Os médicos, por sua vez, seguem, em suas comunicações, a Nomina Anatomica (é Latim, e por isso não leva acento; a pronúncia é /nômina anatômica), lista periodicamente revisada de todos os nomes relativos ao corpo humano — músculos, órgãos, tendões, ossos e tudo o mais que compõe nossa perecível carcaça. Atualmente esta publicação começa a ser substituída pela Terminologia Anatomica (também Latim, também sem acento; há os que se opõem a esta troca de nome, mas isso é assunto interno que cabe às academias médicas decidir), e ali — ao menos no Brasil — há uma tendência de substituir o termo ouvido por orelha, passando o antigo “ouvido interno”, por exemplo,  a ser chamado de “orelha interna”. Posso imaginar o espanto com que um leigo há de ouvir essa expressão… Como podes ver, a Medicina não extinguiu o termo ouvido, o que seria impossível, mas apenas passou a recomendar (repito: no Brasil, mas não em Portugal) que se adotasse preferencialmente orelha.

Não me interessa saber por que fizeram isso, pois devem ter lá razões técnicas suficientes, mas asseguro-te que essa alteração em nada vai influir em nossas vidas, prezada leitora.

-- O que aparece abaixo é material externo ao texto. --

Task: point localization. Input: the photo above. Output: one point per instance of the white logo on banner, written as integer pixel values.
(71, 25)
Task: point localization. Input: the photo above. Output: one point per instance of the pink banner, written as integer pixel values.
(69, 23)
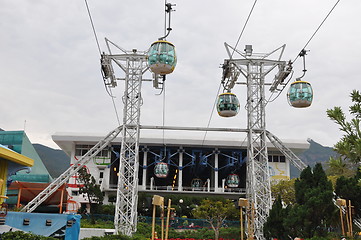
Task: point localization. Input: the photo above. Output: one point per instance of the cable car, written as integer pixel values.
(300, 94)
(161, 170)
(162, 58)
(232, 180)
(227, 105)
(196, 183)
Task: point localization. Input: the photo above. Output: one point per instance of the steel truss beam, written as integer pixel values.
(255, 68)
(71, 171)
(134, 64)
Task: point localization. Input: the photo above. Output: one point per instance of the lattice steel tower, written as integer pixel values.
(255, 67)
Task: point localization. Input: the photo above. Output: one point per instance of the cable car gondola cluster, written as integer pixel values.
(162, 57)
(227, 105)
(300, 94)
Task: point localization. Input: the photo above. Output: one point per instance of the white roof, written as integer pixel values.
(66, 141)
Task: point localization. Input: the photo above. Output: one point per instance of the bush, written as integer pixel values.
(19, 235)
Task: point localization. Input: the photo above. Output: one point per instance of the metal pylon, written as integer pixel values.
(134, 65)
(254, 67)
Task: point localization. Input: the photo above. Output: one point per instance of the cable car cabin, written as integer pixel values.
(162, 58)
(196, 183)
(161, 170)
(227, 105)
(300, 94)
(232, 180)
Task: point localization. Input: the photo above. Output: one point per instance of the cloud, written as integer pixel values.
(50, 73)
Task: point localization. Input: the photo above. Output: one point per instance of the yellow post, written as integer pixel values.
(341, 202)
(157, 201)
(242, 202)
(162, 218)
(168, 215)
(153, 222)
(350, 218)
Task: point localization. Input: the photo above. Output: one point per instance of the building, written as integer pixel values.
(24, 174)
(177, 166)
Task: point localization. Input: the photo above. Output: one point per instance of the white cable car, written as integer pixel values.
(232, 180)
(161, 170)
(162, 58)
(300, 94)
(227, 105)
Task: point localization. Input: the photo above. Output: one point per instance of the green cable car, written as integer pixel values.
(162, 58)
(300, 94)
(227, 105)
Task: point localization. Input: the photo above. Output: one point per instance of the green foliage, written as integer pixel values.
(350, 189)
(276, 218)
(91, 189)
(93, 223)
(19, 235)
(339, 167)
(349, 147)
(314, 195)
(286, 190)
(312, 211)
(215, 213)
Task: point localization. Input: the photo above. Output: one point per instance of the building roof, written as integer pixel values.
(66, 141)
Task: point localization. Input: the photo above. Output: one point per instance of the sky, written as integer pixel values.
(50, 73)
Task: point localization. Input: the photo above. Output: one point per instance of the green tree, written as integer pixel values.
(312, 213)
(350, 189)
(89, 187)
(215, 213)
(338, 167)
(274, 226)
(285, 189)
(349, 147)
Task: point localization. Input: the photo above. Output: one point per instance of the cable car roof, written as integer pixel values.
(227, 93)
(299, 81)
(162, 41)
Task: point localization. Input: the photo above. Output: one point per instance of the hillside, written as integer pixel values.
(56, 161)
(315, 154)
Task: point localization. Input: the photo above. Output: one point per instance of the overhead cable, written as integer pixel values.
(100, 53)
(317, 29)
(244, 27)
(91, 21)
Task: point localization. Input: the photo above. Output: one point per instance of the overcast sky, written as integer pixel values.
(50, 72)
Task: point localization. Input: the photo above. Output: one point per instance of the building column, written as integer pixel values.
(180, 170)
(216, 171)
(144, 179)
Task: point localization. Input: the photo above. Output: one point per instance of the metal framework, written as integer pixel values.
(255, 67)
(71, 171)
(134, 64)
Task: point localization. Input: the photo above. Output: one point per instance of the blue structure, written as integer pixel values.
(45, 224)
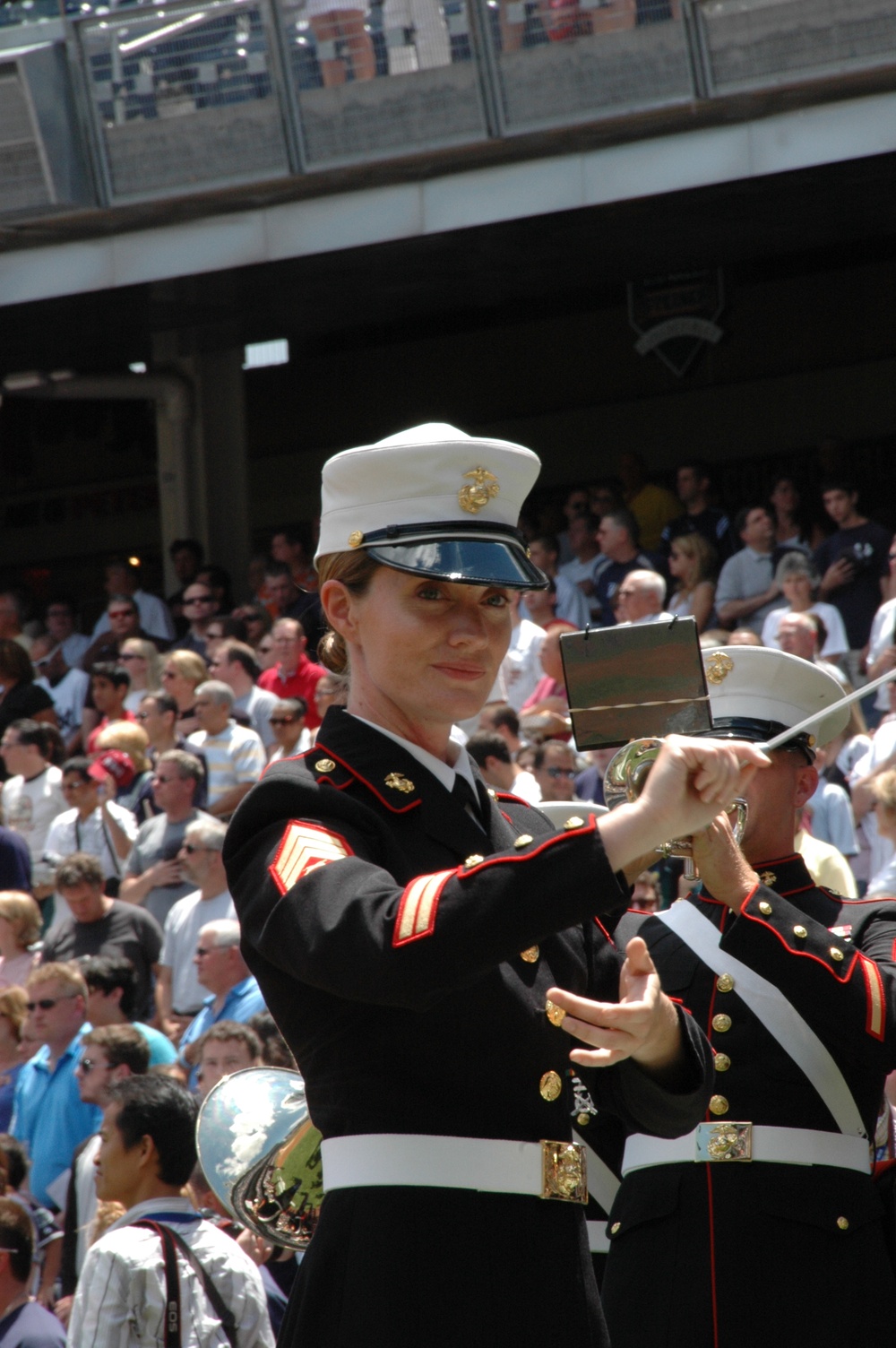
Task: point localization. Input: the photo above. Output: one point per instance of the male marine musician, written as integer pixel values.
(764, 1225)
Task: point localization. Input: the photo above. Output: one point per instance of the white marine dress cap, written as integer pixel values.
(434, 502)
(756, 692)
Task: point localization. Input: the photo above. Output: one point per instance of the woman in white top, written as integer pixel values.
(143, 663)
(799, 583)
(692, 562)
(884, 791)
(882, 644)
(19, 929)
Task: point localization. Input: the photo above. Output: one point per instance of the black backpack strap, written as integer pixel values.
(171, 1239)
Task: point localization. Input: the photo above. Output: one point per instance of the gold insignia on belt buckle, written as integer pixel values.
(564, 1171)
(727, 1141)
(719, 668)
(473, 497)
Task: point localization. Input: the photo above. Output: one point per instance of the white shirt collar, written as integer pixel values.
(152, 1205)
(444, 773)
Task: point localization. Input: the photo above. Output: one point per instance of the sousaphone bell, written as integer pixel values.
(262, 1154)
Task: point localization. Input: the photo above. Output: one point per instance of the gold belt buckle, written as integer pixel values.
(727, 1141)
(564, 1171)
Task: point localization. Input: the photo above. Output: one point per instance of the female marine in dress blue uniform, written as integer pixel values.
(411, 933)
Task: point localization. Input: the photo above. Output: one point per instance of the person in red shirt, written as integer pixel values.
(294, 674)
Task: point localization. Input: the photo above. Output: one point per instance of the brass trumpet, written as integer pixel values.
(624, 781)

Eu e tu ainda continuaremos a distinguir uma “dor no ouvido” de uma “dor na orelha”; se alguém vier nos fazer uma confidência, vamos dizer “sou todo ouvidos” (e nunca “sou todo orelhas”); quem não se importar com o que os outros dizem continuará a fazer “ouvidos de mercador” (e não “orelhas de mercador”); se meu filho tiver dom para a música, vou afirmar que ele tem “um bom ouvido” (e não “uma boa orelha”) — e assim por diante.

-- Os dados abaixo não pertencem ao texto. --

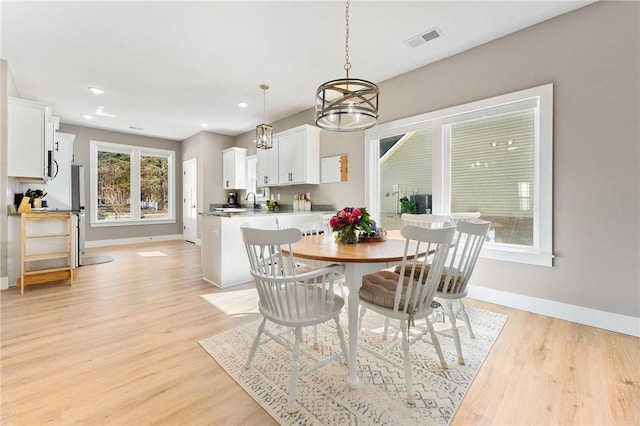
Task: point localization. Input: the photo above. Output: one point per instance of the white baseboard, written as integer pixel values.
(138, 240)
(606, 320)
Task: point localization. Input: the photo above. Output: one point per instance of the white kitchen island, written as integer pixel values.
(224, 259)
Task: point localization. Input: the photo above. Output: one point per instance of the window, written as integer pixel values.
(131, 185)
(492, 156)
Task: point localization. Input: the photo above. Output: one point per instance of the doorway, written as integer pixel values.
(190, 200)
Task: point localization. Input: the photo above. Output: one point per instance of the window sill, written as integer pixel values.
(517, 255)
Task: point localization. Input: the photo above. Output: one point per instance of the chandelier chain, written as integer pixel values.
(347, 64)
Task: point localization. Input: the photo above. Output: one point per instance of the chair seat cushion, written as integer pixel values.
(379, 288)
(443, 277)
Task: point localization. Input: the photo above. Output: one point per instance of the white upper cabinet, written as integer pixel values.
(234, 168)
(31, 134)
(293, 160)
(268, 165)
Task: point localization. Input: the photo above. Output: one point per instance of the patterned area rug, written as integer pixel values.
(325, 398)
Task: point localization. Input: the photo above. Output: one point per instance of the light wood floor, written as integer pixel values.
(120, 347)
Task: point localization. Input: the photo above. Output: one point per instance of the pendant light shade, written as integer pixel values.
(264, 132)
(348, 104)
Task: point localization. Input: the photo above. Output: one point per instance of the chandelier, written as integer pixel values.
(264, 131)
(347, 104)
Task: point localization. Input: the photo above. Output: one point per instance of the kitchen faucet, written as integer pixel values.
(255, 206)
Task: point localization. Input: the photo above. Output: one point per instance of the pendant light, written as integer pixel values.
(347, 104)
(264, 131)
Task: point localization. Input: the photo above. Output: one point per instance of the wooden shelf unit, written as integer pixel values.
(52, 273)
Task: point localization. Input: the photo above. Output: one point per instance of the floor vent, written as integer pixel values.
(420, 39)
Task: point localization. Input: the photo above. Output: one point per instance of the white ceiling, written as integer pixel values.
(168, 66)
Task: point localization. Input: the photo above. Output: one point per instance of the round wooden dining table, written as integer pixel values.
(358, 260)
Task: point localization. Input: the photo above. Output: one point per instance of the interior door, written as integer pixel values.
(190, 200)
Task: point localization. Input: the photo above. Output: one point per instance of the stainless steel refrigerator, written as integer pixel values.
(78, 205)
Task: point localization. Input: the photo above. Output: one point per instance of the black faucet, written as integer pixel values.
(255, 206)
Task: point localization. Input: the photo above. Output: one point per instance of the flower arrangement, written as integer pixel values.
(349, 222)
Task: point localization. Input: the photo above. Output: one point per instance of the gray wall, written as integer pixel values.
(81, 153)
(592, 56)
(4, 75)
(596, 149)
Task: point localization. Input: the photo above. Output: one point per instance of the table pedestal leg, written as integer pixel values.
(354, 303)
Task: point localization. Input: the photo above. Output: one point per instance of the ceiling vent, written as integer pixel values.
(424, 37)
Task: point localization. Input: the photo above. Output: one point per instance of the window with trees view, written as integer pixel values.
(131, 184)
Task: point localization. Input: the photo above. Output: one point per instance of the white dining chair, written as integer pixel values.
(423, 220)
(470, 237)
(309, 224)
(407, 296)
(291, 300)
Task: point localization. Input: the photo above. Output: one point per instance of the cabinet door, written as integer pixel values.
(292, 158)
(234, 168)
(25, 148)
(59, 189)
(227, 169)
(268, 165)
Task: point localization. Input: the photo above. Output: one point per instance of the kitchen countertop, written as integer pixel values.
(217, 210)
(262, 212)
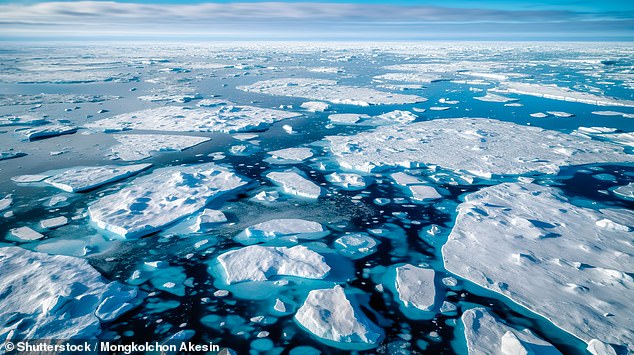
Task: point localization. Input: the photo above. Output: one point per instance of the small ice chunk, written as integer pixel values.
(348, 181)
(356, 245)
(258, 263)
(294, 184)
(416, 287)
(87, 178)
(485, 334)
(53, 222)
(295, 154)
(315, 106)
(25, 234)
(332, 317)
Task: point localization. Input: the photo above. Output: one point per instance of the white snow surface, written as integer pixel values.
(140, 146)
(569, 264)
(165, 196)
(259, 263)
(330, 91)
(329, 315)
(485, 334)
(479, 146)
(226, 118)
(59, 297)
(86, 178)
(294, 184)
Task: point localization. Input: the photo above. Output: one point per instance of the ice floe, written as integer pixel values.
(328, 90)
(259, 263)
(87, 178)
(569, 264)
(140, 146)
(58, 297)
(331, 316)
(294, 184)
(482, 147)
(226, 118)
(161, 198)
(486, 334)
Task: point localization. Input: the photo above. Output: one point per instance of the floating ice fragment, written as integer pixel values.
(87, 178)
(485, 334)
(161, 198)
(258, 263)
(559, 262)
(334, 319)
(294, 184)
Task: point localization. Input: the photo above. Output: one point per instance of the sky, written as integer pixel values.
(374, 20)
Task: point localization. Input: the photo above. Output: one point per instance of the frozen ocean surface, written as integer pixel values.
(304, 198)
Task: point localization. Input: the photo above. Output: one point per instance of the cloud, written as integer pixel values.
(94, 17)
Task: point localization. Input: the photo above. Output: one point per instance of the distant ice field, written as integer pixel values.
(310, 198)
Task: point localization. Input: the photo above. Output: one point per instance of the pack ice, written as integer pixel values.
(485, 334)
(165, 196)
(87, 178)
(222, 118)
(479, 146)
(56, 297)
(329, 90)
(140, 146)
(259, 263)
(333, 318)
(569, 264)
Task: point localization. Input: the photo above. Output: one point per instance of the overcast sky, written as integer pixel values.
(323, 20)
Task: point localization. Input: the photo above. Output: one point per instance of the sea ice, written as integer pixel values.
(559, 93)
(165, 196)
(227, 119)
(485, 334)
(315, 106)
(294, 184)
(87, 178)
(329, 90)
(58, 297)
(259, 263)
(478, 146)
(569, 264)
(276, 228)
(332, 317)
(140, 146)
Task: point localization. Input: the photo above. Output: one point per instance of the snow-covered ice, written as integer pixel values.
(58, 297)
(140, 146)
(486, 334)
(331, 316)
(259, 263)
(481, 147)
(227, 119)
(87, 178)
(161, 198)
(569, 264)
(329, 90)
(294, 184)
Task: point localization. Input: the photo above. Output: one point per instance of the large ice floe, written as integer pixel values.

Isso é exatamente o que acontece com os vocábulos ave e pássaro. Para mim, o condor é um grande pássaro que vive nas alturas geladas dos Andes, gigantesco como o pássaroroca das 1001 Noites; para os biólogos, contudo, o condor pode ser uma ave, mas não é pássaro coisa nenhuma — assim como também não o são o papagaio, a garça, o tucano, o beija-flor, a ema, o gavião e a rolinha. Para mim e para os leigos, pássaro é o que voa; se for pequeno, é passarinho. Na linguagem técnica do Português, todo pássaro é ave, mas nem toda a ave é pássaro diferente do Francês ou do Inglês, em que oiseau e bird, respectivamente, se aplicam a qualquer espécie de vertebrado plumado.